Our hotel had free virgin drink vouchers if you stayed more than three nights consecutively, so on the last morning in Budapest we sat at the bar. The bartender had long limbs and a dark bob. She had a face that I can still picture vividly, it was an actress’ face. All her expressions were meant to be captured and seen again. She made us sour lemonades and started chatting as her arms extended this way and that shaking and squeezing our virgin cocktails. 

“You two are together, yes?” She said to Adel in her Hungarian accent. Listening to this accent was just as ambiguous to distinguish, describe, and place on a map of accents, as hearing the language of Hungarian itself. 

I was unsure what the right answer was, although taken simply, we were in no doubt together in Budapest. At least that being that we were not there for any other reason besides to be with each other. But I suppose that isn’t really what together means. We awkwardly nodded. 
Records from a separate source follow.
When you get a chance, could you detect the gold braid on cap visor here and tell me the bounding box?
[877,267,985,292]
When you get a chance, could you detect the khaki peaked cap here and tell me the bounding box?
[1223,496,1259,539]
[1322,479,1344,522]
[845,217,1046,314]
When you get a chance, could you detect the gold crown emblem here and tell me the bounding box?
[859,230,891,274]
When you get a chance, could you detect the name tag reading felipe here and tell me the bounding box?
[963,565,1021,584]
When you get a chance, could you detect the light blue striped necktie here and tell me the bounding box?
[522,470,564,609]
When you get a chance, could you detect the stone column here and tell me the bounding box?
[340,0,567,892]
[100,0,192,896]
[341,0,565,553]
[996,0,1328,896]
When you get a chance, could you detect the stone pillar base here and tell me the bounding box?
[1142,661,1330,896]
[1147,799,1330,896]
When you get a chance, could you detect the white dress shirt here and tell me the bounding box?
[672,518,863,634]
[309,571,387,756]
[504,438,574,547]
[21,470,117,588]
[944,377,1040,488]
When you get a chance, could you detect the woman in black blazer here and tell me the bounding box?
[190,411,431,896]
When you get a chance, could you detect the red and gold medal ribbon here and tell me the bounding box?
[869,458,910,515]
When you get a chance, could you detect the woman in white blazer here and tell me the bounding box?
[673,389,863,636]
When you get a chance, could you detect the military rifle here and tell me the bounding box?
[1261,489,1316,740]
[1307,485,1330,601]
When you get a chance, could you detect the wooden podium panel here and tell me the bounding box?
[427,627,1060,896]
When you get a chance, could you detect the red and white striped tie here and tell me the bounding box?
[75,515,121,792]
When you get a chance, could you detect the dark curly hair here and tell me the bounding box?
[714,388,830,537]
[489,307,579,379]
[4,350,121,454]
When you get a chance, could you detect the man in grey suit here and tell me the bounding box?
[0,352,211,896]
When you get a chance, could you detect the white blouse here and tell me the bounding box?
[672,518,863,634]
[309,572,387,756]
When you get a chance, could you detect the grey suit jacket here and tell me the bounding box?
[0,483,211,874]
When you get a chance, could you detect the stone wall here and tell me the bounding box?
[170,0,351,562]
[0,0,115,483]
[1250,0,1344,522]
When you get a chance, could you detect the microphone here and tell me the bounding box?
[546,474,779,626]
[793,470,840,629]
“The Hungarian accent is so is so….specific.” Adel remarked, attempting to carry the conversation elsewhere.   

“So you are french?” She replied smirking at the irony, how could he possibly comment on her accent when his was so overtly and specifically French. 

“Yuh yuh.” Adel’s typical answer, it was almost his way of revving himself up into a conversation. Especially for ones that would be in English. 

“And you American?”  Now the bartender seemed skeptical, but curious. 

I laughed and replied “yes.”

“And how did you find each other?” 

There was a long and slightly embarrassing pause as Adel and I glared at each other. I could tell we both felt silly, but whatever occupied this pause, this moment of reflection, filled us both with a rush of exhilaration.

“We met in Spain last week.” I laughed lightly, casually, but my face felt hot and I knew I was blushing.  

Her eyes widened, vibrant and lit. She was Keira Knightly in an era of brown eyeliner and short hair. 

“Ahhhhh. I will ask no more questions.” She grinned, giving each of us separately a moment with her eyes. 

“Here are the lemonades.” As sour as they were, there was a lingering sweetness.